To set up a biorefinery in a region, an understanding of the region’s current and future biomass produce will be required. This biomass needs to be collected and transported to intermediate depots for de-moisturisation and densification into pellets. The pellets will then need to be transported to the biorefinery for conversion to biofuel. This incurs high cost of feedstock transportation and associated GHG emissions, which will need to be minimised too.

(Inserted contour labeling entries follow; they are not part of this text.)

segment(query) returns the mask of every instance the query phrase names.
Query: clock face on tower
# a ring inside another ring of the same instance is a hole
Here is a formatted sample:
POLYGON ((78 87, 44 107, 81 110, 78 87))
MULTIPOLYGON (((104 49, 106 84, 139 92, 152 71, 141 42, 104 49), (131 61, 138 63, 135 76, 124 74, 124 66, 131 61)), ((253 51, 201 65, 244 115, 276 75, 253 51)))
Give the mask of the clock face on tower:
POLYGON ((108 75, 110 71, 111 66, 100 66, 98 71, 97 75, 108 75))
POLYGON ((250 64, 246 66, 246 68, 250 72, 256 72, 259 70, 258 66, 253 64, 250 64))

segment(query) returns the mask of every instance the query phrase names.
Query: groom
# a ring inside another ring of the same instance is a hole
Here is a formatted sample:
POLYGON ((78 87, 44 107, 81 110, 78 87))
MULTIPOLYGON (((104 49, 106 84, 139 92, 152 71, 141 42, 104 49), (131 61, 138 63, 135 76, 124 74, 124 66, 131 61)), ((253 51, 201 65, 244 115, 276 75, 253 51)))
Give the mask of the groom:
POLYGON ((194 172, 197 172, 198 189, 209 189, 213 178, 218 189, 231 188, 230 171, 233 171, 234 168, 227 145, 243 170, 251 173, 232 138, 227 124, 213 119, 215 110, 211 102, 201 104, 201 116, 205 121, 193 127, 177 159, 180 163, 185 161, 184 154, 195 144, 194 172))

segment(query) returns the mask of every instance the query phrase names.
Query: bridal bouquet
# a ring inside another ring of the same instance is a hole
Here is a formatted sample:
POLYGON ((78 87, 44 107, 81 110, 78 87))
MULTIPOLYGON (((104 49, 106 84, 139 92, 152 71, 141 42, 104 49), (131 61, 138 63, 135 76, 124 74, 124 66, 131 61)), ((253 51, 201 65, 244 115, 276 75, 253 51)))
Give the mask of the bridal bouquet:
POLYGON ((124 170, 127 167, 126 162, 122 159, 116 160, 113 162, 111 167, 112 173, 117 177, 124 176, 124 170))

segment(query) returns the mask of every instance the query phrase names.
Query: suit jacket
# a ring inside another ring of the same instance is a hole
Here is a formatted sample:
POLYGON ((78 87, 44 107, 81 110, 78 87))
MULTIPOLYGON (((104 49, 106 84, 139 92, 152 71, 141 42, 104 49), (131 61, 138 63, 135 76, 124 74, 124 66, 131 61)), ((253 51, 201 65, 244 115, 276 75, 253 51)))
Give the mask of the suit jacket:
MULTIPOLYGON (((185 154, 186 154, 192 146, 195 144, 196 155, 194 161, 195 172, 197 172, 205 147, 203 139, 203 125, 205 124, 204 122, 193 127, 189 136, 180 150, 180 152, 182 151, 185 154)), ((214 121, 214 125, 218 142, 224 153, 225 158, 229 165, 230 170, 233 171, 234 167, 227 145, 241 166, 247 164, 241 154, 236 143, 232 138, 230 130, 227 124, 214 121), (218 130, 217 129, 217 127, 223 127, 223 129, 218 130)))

In this hackathon, we will build digital solutions that can design and optimise this new, complex, and strategic supply chain for biorefineries of the future.
├── LICENSE
├── README.md
├── data
│ ├── raw <- Downloaded datasets
│ │ ├── Biomass_History.csv
│ │ ├── Distance_Matrix.csv
│ │ └── sample_sbmission.csv
│ └── output
│ └── Submission.csv
├── models <- Folder to contain the saved models
├── notebooks
│ ├── Analysis_notebook(ShellAI).ipynb <- Analysis Notebook
│ ├── scripts_runner_notebook.ipynb <- Notebook for running the script
│ └── complete_model_implementation.ipynb <- Notebook for complete implementation of the project (From EDA to submission)
├── reports
│ └── figures <- Generated graphics and figures
├── requirements.txt <- Requirements text file
├── src <- Source code for use in this project.

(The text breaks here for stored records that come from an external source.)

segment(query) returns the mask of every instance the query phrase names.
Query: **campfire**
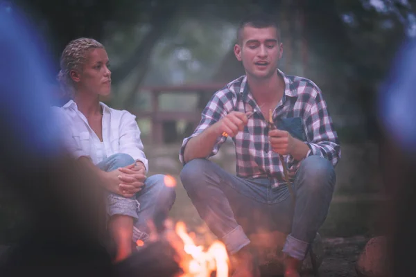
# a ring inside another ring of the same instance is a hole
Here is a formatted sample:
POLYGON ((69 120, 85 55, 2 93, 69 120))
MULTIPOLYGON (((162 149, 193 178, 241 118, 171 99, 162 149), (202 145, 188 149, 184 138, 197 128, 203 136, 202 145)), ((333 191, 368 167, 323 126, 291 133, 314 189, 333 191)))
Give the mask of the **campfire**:
MULTIPOLYGON (((175 179, 170 175, 164 182, 168 187, 176 186, 175 179)), ((171 222, 166 222, 171 231, 166 236, 177 253, 177 262, 183 271, 178 277, 210 277, 213 273, 216 277, 228 276, 229 260, 223 243, 215 240, 208 247, 196 245, 195 233, 189 233, 183 222, 177 222, 175 228, 171 222)))

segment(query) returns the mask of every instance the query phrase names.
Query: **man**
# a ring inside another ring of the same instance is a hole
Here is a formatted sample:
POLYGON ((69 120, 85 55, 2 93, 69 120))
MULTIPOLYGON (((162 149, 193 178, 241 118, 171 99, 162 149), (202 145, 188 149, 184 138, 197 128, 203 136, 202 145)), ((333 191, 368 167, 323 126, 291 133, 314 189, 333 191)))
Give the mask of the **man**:
POLYGON ((298 276, 332 198, 338 138, 320 89, 277 69, 283 46, 272 19, 249 17, 237 39, 234 51, 246 75, 215 93, 195 132, 184 139, 181 180, 201 217, 240 260, 236 276, 259 275, 248 236, 266 229, 288 234, 285 276, 298 276), (235 144, 236 176, 207 159, 227 136, 235 144))

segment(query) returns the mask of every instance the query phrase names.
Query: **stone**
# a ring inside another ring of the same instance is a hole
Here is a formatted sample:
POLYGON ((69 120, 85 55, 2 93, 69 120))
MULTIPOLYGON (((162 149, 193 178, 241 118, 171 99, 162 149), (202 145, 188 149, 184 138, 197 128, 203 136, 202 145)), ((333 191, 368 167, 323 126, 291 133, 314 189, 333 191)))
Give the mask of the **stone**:
MULTIPOLYGON (((283 247, 286 234, 278 231, 256 233, 250 236, 252 244, 259 253, 261 276, 283 275, 283 247)), ((317 266, 322 265, 324 256, 322 240, 319 233, 312 244, 317 266)), ((313 272, 312 262, 308 253, 304 260, 301 272, 313 272)))
POLYGON ((388 276, 387 238, 370 239, 359 255, 356 264, 358 277, 385 277, 388 276))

│ ├── __init__.py <- Makes src a Python module
│ ├── config.py <- Configuration file
│ ├── utils.py <- Python script contatining the necessary utilities
│ ├── depot_locator.py <- Configuration file
│ ├── optimization_model.py <- Script for linear programming.
│ ├── refinery_locator.py <- Script to mske prediction snd create the submission file.
│ ├── test_constraint.py <- Script to confirm submission if not going against any of the constraint
│ └── visualize.py <- Script to generate the analysis graphics.
└── test_environment.py <- Script to confirm the correct python environment.